At this point, Dunhill emerged from the cloakroom, his face alight with joy. "All arranged," he said. "I will pay five hundred dollars plus shipping costs and I hope to have it in just a matter of days."

He reached for his wallet before a horrified Avalon could stop him. "Henry, you deserve a ten percent finder's fee for this," Dunhill said. "How did you do it?"

Henry raised his hand in a gentle gesture of rejection.

"Mr. Dunhill," he said with quiet firmness, "as a member of the Black Widowers, I cannot accept a fee in connection with my club duties."

Dunhill hesitated, then replaced his wallet in his pocket. "But how did you do it, man?"

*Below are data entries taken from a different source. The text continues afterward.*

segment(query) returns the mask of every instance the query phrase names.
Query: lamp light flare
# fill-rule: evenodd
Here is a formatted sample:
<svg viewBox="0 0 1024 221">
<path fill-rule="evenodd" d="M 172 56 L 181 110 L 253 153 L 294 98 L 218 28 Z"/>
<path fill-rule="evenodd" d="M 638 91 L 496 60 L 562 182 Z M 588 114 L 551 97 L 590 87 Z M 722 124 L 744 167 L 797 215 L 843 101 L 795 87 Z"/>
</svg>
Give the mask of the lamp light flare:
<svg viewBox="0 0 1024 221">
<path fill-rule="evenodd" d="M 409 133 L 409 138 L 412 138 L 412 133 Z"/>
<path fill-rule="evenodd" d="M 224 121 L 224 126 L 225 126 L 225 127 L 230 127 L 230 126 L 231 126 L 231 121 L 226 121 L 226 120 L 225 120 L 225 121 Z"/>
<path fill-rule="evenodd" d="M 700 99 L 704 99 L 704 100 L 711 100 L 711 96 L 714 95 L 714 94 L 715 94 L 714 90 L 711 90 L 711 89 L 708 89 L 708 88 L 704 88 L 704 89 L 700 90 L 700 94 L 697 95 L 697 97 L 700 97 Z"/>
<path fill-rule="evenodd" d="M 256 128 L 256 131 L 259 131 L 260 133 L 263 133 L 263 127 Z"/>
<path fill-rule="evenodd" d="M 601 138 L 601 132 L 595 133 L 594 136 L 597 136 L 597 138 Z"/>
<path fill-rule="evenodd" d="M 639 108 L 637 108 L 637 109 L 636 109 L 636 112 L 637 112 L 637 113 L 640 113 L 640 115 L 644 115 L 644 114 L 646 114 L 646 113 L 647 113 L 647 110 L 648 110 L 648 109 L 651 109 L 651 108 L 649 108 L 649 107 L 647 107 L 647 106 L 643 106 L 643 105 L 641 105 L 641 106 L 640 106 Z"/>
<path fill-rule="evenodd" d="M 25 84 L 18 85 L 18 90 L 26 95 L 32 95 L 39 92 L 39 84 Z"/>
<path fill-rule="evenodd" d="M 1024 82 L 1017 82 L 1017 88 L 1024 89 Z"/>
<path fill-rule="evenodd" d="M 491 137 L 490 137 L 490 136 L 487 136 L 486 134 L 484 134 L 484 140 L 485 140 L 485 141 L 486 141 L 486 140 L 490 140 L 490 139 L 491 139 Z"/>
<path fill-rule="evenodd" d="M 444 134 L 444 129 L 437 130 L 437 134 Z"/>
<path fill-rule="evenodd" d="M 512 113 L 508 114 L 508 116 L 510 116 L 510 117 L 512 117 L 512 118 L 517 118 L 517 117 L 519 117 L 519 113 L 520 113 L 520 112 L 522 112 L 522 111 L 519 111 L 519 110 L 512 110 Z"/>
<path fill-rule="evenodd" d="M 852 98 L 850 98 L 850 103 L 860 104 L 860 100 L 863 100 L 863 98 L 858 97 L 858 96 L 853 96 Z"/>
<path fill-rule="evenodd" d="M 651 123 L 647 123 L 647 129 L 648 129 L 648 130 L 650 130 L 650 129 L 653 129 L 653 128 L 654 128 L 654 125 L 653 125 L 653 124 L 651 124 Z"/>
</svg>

Henry said, "Just a matter of thinking of the Great Lakes as small oceans. It's not worth discussing. The important thing is that you'll have your books."

Afterword

Notice that Dunhill lusted for The Historians' History of the World. It was I that lusted for it. It was I who had read it as a youngster, taking it volume by volume from the public library, and it was I who noticed it in a friend's library. And it was I who would have stolen it if I had been able to think of a way. It was the only thing that I was ever tempted to steal.

However, my own story ended quite happily. I tried to find a copy that I could buy legitimately for money, and failed. My friend, however, managed to get another copy and presented it to me. After long persuasion, I managed to get him to accept a pittance in exchange. I still own the set and it is one of the apples of my eye.

But as a matter of conscience, I must make a confession to you. My friend's set was missing a volume. The set he presented to me was not. For a while I tried to persuade myself to offer him the volume he was missing - but I just could not make myself do it. How's that for being a mean bum?

This story first appeared in the January 1986 issue of Ellery Queen's Mystery Magazine.